Closed JoseSantosAMD closed 8 months ago

JoseSantosAMD commented 8 months ago

Describe the bug After testing latest 2.x I found that max_mclk is populated as None. Leading to errors in later Omniperf profiling pipeline. Seems to be coming from #243

https://github.com/AMDResearch/omniperf/blob/852cc13f2a8057710f456bdbe567643831fc701d/src/utils/specs.py#L136-L138

I tested --showmclkrange on several MI100 systems and it appears that this value will always be None.

Development Environment:

To Reproduce Steps to reproduce the behavior:

  1. Run omniperf profile -n vcopy --./tests/vcopy 1048576 256

Screenshots MicrosoftTeams-image (4)

coleramos425 commented 8 months ago

Thanks Jose. I was able to reproduce this error as well.

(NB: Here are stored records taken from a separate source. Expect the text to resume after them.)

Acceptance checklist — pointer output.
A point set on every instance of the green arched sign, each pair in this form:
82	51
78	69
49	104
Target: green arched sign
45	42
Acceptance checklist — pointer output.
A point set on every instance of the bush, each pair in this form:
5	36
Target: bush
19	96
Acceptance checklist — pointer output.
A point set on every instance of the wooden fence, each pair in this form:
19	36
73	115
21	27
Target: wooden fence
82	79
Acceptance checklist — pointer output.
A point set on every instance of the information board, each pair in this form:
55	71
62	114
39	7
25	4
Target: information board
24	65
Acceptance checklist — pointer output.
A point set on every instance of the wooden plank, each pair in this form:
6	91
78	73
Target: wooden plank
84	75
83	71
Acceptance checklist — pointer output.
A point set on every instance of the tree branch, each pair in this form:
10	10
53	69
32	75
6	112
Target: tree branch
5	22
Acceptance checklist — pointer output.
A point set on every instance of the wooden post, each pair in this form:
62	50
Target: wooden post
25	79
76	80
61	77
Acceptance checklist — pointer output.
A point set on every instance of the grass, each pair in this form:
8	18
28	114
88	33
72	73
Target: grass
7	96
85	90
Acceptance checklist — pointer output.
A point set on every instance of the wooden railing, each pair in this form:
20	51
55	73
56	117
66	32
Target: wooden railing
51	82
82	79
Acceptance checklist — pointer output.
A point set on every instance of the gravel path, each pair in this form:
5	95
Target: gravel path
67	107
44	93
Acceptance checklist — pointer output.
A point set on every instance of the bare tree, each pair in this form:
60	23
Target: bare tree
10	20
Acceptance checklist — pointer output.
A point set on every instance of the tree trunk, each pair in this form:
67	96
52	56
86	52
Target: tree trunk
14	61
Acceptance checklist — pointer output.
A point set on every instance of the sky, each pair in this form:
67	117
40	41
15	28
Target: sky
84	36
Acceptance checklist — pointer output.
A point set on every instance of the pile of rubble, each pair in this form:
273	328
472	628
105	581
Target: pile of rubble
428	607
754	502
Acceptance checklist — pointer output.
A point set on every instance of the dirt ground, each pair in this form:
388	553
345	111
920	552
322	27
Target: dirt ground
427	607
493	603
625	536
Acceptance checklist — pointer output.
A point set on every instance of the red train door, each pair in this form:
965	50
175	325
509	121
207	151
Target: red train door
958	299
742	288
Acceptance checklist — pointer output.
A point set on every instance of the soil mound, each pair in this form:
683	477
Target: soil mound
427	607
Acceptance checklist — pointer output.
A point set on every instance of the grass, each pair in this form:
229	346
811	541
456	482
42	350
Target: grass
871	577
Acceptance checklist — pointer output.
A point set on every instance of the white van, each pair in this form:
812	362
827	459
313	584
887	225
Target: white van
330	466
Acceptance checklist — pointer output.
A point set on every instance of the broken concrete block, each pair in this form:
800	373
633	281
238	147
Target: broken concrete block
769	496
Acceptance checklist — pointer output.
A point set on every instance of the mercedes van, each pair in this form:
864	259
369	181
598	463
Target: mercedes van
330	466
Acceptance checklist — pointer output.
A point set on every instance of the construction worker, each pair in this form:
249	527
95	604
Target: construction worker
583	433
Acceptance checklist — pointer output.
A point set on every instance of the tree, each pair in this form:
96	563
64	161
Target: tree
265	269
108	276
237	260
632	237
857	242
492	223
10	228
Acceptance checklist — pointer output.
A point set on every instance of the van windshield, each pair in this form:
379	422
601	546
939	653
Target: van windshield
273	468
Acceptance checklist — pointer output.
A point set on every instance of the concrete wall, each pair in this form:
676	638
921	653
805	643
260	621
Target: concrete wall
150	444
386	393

Adding @skyreflectedinmirrors who may know more about why we're seeing this.

skyreflectedinmirrors commented 8 months ago

Sigh, yeah -- looking into this it seems like a limitation of SMI on MI100. I'll code in a workaround.

skyreflectedinmirrors commented 8 months ago

@JoseSantosAMD -- can you try: https://github.com/AMDResearch/omniperf/pull/256

koomie commented 8 months ago

Resolved now in CI via #256. Thanks.